Day 4 – 2nd Round Table Talk – Zimbabwe: Zimbabwe, once the granary of Africa, is today still enduring tough times. However, in the eyes of our participants there are some hopeful signs that things might at last pick up and that investment could start to happen again in the processing of raw materials. The main themes, therefore, were very clearly user-friendly and affordable technologies, finance and trainee programs. I was particularly touched by this event, because there was so much hope in the room. Unfortunately we were not able to join the attendees for lunch, as we had to go back to the airport straight after the event and fly via Johannesburg to Windhoek, Namibia (Day 4, Namibia).
Day 5. Our last Round Table Talk – Namibia. This time Elaine wasn´t with us, instead Dain accompanied us, another colleague from MM SA. She has a British passport and so entry into Namibia was easier for her. Here, too, we welcomed a wide cross section of people from the beverage and food industry, and also, completing the session, the German Ambassador and the Namibian Minister of Industry and Trade. The debate started then straight away about the high wages in Namibia, one consequence of which is that many goods are imported from South Africa. Among the trade themes discussed, as well as the ones mentioned above, were biodegradable packaging, the use of local flavor carriers in the beverage and food industry, and barcode systems. I was delighted about the interest of the participants from industry in additional networking platforms, as a way of maintaining exchange with the neighboring countries, and even in getting involved in the Advisory Board to fdt.
All in all it was very clear that the market and the demand is there in Africa and as soon as an integrated framework for processing and refining the raw materials is in place, then things will really take off in these countries—of that I am convinced.
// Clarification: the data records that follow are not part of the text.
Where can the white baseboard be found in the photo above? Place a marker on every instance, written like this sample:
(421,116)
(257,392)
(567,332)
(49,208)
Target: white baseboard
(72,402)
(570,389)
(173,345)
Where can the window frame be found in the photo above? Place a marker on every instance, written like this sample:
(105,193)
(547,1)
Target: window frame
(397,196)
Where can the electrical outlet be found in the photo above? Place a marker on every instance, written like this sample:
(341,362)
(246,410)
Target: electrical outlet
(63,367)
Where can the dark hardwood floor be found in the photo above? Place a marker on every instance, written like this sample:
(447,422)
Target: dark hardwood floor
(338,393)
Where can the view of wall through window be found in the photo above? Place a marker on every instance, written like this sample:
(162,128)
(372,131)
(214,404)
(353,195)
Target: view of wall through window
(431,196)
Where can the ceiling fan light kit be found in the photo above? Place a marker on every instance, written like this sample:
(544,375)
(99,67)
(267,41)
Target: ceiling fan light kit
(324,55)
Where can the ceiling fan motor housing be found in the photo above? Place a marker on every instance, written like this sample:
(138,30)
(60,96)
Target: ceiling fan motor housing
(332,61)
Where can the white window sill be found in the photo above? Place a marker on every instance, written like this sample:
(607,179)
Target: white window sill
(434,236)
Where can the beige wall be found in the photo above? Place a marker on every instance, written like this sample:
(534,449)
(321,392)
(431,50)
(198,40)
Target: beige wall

I am proud that we with our fdt platform and our networks are already today making a valuable contribution in that direction.
Time for a Little Adventure
Following these very intensive sessions and the many new impressions and encounters with interesting people, I was then ready to enjoy something of the wonderful natural environment that South Africa has to offer. I also needed some time to process what I had experienced. I went to a safari lodge where upon arrival I was treated to an outdoor massage, with antelopes as onlookers! That was superbly relaxing, and I followed it up with a cold beer and an eland steak (I just had to try it, even though I had seen how splendid these animals look…). After that it was straight to bed for a well earned sleep. The next morning, hardly had I opened my eyes when the animal world again grabbed my attention: a family of five water bucks (another type of antelope) was standing in front of my window looking in. What a way to start the day! I was captivated. And that feeling continued in the afternoon on a safari tour. Rhinoceros, antelopes of all kinds, monkeys, ostriches and zebras, all within touching distance. It was fantastic. I rounded off this day in the African “wilderness” in appropriate fashion: with a sundowner, while watching the sun set in the west and at the same time the moon rise in the east. An unforgettable experience.
On Sunday, the day I left, I managed to meet with the Supply Chain Manager of Namibia Brewery and was very much impressed by the size of the brewery (3 million hectoliters/year) and its high-tech equipment. The “Who´s Who” of the German beverage technology suppliers is represented here.
This trip was most certainly full of diversity and very pleasant surprises.
I would love to go back some time and I recommend everyone should try and discover something of this continent for themselves. A good occasion to do that of course would be at food & drink technology Africa on September 14 and 15, 2016. September is after all a perfect month for a holiday in southern Africa.